Genelde gücü elinde bulunduran ve “devlet” olarak adlandırılan kişi ve kurumlardan oluşan yapı, “ülke” denilen topraklar üzerinde yaşayan herkesi biçimlendirme hakkını kendinde görür. Özellikle yönetim gücünü elinde bulunduranlar oligarşik özellikte ise bu biçimlendirme hakkı daha şiddetli bir şekilde ortaya çıkar.
Birey –devlet ilişkilerinde insanı biçimlendirme isteği her konuda özellikle de bilgi edinme ve beceri geliştirme alanı olan “biçimsel eğitim süreci”nde daha fazla gündeme gelir. Hatta bu alan daha fazla gündemde tutulur ve âli menfaatler ileri sürülür. Özellikle iktidarlarının ebedi olmasını isteyen oligarşik yapılar “eğitim süreci” ile ilgili kısıtlamaları arttıracak kurallar koymakla meşguller. Gerçekte bu alanda ihdas edilen her kural özgürlüğü biraz daha ortadan kaldırmaktadır.
Üzülerek belirtmeliyiz ki, egemen güçlerin koyduğu kurallarla bireyin bilgi edinme ve beceri geliştirme özgürlüğünün kullanım alanını daralttığı halde zaman zaman insan hakları savunucuları bile -belki farkında olmadan- onları bir başka deyişle kural koymayı savunur durumda olabilmektedir.
Bilinmelidir ki, insanî olmayan yönetimlerde “yönetme gücü”nü eline geçirmiş olanlar, sahip oldukları gücü kaybetme korkusuyla fertlerin hak ve hürriyetlerini kısıtlamaktadır. Bu yönetimler dilediği alanda bilgi ve becerilerle donanmış bilgili ve becerikli ve tok insanı yönetemeyecekleri korkusuyla fertlerin, dolayısıyla toplumun haklarını kısıtlamayı, kendi zihniyetlerinin geleceğini garanti altına almak açısından bir hak olarak görmektedir.

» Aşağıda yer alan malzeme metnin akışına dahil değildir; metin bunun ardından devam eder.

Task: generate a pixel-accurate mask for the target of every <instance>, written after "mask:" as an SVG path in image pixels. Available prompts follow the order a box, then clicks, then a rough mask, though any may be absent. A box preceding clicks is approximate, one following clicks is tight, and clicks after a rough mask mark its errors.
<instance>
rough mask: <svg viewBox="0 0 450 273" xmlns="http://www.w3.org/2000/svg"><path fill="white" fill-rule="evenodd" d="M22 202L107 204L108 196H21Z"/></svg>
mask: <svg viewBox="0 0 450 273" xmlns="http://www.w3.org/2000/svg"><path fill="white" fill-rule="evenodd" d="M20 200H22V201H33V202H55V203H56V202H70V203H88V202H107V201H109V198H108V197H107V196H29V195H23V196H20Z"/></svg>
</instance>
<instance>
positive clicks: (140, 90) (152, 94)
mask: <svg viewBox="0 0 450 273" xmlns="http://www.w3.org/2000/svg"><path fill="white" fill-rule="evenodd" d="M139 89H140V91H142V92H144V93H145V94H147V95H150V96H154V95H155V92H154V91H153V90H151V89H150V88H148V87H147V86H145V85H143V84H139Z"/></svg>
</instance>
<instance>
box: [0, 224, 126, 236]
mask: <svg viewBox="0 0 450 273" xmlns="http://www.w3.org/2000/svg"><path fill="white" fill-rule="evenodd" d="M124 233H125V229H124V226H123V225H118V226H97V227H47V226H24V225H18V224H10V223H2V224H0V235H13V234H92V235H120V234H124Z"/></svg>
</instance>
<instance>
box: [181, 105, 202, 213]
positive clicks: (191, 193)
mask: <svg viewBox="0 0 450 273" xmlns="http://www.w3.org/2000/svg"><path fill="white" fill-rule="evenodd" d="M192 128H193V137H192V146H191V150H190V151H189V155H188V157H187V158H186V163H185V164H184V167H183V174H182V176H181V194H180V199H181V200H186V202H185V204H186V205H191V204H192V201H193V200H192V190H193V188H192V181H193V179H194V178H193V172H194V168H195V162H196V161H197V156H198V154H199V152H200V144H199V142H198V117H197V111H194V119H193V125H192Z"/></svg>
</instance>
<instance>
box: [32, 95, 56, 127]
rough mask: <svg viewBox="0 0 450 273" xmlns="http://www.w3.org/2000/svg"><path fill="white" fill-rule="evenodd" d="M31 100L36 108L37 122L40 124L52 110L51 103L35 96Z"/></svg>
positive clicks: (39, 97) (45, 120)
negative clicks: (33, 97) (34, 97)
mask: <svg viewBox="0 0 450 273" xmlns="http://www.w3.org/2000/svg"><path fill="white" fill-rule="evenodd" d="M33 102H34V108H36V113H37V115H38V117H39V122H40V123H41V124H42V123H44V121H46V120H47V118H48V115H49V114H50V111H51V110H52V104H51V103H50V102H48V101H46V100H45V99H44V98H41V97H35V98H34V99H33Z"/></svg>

Bütün şartlandırmalara rağmen, insanî yönetimlerin egemen olduğu ülkelerde yöneticilerde “halka rağmen” hüküm koyma cüreti olmadığından eğitim hak ve hürriyetlerinin ihlali daha azdır. Hak ihlalleri görülse bile, hukukun üstünlüğü ve toplumun denetimi sebebiyle kısa zamanda izale edilir ve sorumlular hakkında gereken hukukî işlemler yapılır.
İnsanî yönetimlerin olduğu ülkelerde yöneticiler insanlarını “cehalet”e ve “açlığa”sürüklemekle değil aksine fertlerin, toplumun huzur ve sükûn içinde kalkınmasına katkı sağlayacak bilgileri hür ortamda kazanma hakkının önündeki bütün engelleri kaldırmakla övünür.
Birey-devlet ilişkilerine insan hakları açısından bakıldığında, bireyin niteliklerini, hayatiyetini ve mutluluğunu devam ettirebilecek şekilde bilgi ve becerisini değiştirebilme, yani eğitilme hakkı ve talebi insanîdir, vazgeçilmez ve sınırsız olmalıdır.
Yine İnsan hakları bağlamında özgürlük taleplerinin hareket noktası, gölgelerin reddidir. Çünkü özgürlük; serbest davranabilmeyi, bir kayıt altında olmamayı ifade eder. Eğer fertlerin hareket alanı kayıt altına alınırsa; yani hürriyetleri kısıtlanırsa “hakkın” kullanılması mümkün olamaz.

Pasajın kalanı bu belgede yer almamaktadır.